In [28]:
import os
import javalang
from sklearn.feature_extraction.text import TfidfVectorizer
from imblearn.over_sampling import SMOTE
import xgboost as xgb
from sklearn.metrics import accuracy_score, precision_score, recall_score, f1_score


In [29]:
def extract_ast_features(file_content):
    tree = javalang.parse.parse(file_content)
    token_list = []
    for path, node in tree:
        token_list.append(type(node).__name__)
    return token_list

In [30]:
def read_and_tokenize(directory):
    token_lists = []
    for filename in os.listdir(directory):
        if filename.endswith('.java'):
            filepath = os.path.join(directory, filename)
            with open(filepath, 'r') as f:
                content = f.read()
                tokens = extract_ast_features(content)
                token_lists.append(tokens)
    return token_lists

In [31]:
# Paths to your training and test directories
train_noplag_dir = r'C:\Users\droid\Documents\Aplicaciones_Avanzadas\Proyecto\PlagiarismDetector\finalDataset\split\train\noplag'
train_plagio_dir = r'C:\Users\droid\Documents\Aplicaciones_Avanzadas\Proyecto\PlagiarismDetector\finalDataset\split\train\plagio'
test_noplag_dir = r'C:\Users\droid\Documents\Aplicaciones_Avanzadas\Proyecto\PlagiarismDetector\finalDataset\split\test\noplag'
test_plagio_dir = r'C:\Users\droid\Documents\Aplicaciones_Avanzadas\Proyecto\PlagiarismDetector\finalDataset\split\test\plagio'

In [32]:
# Read and tokenize all .java files in the directories
train_noplag_tokens = read_and_tokenize(train_noplag_dir)
train_plagio_tokens = read_and_tokenize(train_plagio_dir)
test_noplag_tokens = read_and_tokenize(test_noplag_dir)
test_plagio_tokens = read_and_tokenize(test_plagio_dir)

In [33]:
# Combine the tokens and create labels
train_tokens = train_noplag_tokens + train_plagio_tokens
train_labels = [0] * len(train_noplag_tokens) + [1] * len(train_plagio_tokens)

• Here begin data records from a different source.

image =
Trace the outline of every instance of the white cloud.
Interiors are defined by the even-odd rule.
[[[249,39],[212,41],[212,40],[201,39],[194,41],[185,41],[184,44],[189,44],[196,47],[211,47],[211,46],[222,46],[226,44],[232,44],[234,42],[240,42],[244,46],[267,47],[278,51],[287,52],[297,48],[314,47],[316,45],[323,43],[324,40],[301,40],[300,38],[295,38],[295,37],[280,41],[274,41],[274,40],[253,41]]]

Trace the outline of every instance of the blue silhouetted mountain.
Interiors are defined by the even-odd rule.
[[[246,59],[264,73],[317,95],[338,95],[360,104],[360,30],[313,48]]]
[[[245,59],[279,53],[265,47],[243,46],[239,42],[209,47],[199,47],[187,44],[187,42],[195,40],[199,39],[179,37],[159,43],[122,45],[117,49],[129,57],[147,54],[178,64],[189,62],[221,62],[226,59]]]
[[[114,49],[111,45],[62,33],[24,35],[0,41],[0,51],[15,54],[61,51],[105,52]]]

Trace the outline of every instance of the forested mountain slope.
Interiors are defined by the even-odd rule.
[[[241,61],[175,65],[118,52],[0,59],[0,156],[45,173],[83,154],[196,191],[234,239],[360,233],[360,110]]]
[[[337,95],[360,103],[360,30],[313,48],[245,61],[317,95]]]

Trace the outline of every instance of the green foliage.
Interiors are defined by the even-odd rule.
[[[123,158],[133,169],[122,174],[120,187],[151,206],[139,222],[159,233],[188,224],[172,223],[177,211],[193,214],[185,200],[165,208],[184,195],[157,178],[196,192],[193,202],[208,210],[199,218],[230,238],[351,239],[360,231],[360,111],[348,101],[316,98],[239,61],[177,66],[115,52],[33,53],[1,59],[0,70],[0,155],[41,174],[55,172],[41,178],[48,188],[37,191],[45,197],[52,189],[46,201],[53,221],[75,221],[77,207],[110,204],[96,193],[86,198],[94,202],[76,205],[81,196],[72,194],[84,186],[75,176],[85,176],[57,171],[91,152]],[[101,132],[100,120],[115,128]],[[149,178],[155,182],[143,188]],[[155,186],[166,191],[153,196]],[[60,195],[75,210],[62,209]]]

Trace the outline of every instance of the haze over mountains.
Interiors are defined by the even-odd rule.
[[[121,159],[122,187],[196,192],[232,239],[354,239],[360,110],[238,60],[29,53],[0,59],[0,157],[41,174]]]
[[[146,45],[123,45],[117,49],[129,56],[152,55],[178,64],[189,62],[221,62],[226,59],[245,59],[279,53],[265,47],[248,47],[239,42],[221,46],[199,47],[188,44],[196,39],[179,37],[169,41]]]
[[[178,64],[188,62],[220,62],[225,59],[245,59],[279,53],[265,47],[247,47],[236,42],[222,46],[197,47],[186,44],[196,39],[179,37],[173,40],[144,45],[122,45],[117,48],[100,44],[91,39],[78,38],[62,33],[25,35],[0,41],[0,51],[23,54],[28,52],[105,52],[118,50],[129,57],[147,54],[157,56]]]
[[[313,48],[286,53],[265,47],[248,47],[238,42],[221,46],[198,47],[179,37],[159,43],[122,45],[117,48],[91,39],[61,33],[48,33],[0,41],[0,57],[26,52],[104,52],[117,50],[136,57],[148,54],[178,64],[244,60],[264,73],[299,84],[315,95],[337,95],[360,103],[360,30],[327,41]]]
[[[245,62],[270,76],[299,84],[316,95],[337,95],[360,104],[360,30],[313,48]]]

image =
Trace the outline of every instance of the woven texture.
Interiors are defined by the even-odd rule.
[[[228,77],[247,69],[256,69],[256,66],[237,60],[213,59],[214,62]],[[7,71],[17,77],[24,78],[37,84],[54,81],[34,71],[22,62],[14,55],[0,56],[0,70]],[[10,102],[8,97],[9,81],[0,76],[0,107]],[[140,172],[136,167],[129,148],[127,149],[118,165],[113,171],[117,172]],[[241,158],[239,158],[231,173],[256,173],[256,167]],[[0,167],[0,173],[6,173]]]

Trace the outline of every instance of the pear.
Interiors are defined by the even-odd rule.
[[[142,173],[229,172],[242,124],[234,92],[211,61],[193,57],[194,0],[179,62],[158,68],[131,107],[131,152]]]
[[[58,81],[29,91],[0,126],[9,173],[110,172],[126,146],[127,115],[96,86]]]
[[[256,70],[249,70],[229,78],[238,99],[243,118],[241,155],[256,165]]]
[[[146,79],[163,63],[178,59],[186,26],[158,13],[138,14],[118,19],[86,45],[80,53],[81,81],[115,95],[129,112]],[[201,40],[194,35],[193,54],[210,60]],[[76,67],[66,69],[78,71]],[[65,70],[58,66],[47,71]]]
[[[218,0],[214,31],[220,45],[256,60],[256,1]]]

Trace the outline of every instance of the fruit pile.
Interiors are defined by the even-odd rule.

test_tokens = test_noplag_tokens + test_plagio_tokens
test_labels = [0] * len(test_noplag_tokens) + [1] * len(test_plagio_tokens)

In [34]:
# Vectorize the training tokens
vectorizer = TfidfVectorizer(analyzer=lambda x: x)  # Pass the tokens directly
X_train = vectorizer.fit_transform(train_tokens)

# Use the fitted vectorizer to transform the test tokens
X_test = vectorizer.transform(test_tokens)

In [35]:
# Apply SMOTE to balance the training data
smote = SMOTE(random_state=42)
X_train_res, y_train_res = smote.fit_resample(X_train, train_labels)

In [36]:
# Convert to DMatrix for XGBoost
dtrain = xgb.DMatrix(X_train_res, label=y_train_res)
dtest = xgb.DMatrix(X_test, label=test_labels)

In [37]:
# Train the XGBoost model
params = {
    'max_depth': 15,
    'eta': 0.3,
    'objective': 'binary:logistic',
    'scale_pos_weight': len(train_noplag_tokens) / len(train_plagio_tokens)  # Adjusting for imbalance
}
num_round = 100

In [38]:
bst = xgb.train(params, dtrain, num_round)

In [39]:
# Predict and evaluate
preds = bst.predict(dtest)
predictions = [1 if pred > 0.5 else 0 for pred in preds]

In [40]:
accuracy = accuracy_score(test_labels, predictions)
precision = precision_score(test_labels, predictions)
recall = recall_score(test_labels, predictions)
f1 = f1_score(test_labels, predictions)

print(f'Accuracy: {accuracy}')
print(f'Precision: {precision}')
print(f'Recall: {recall}')

Accuracy: 0.6682692307692307
Precision: 0.7538461538461538
Recall: 0.725925925925926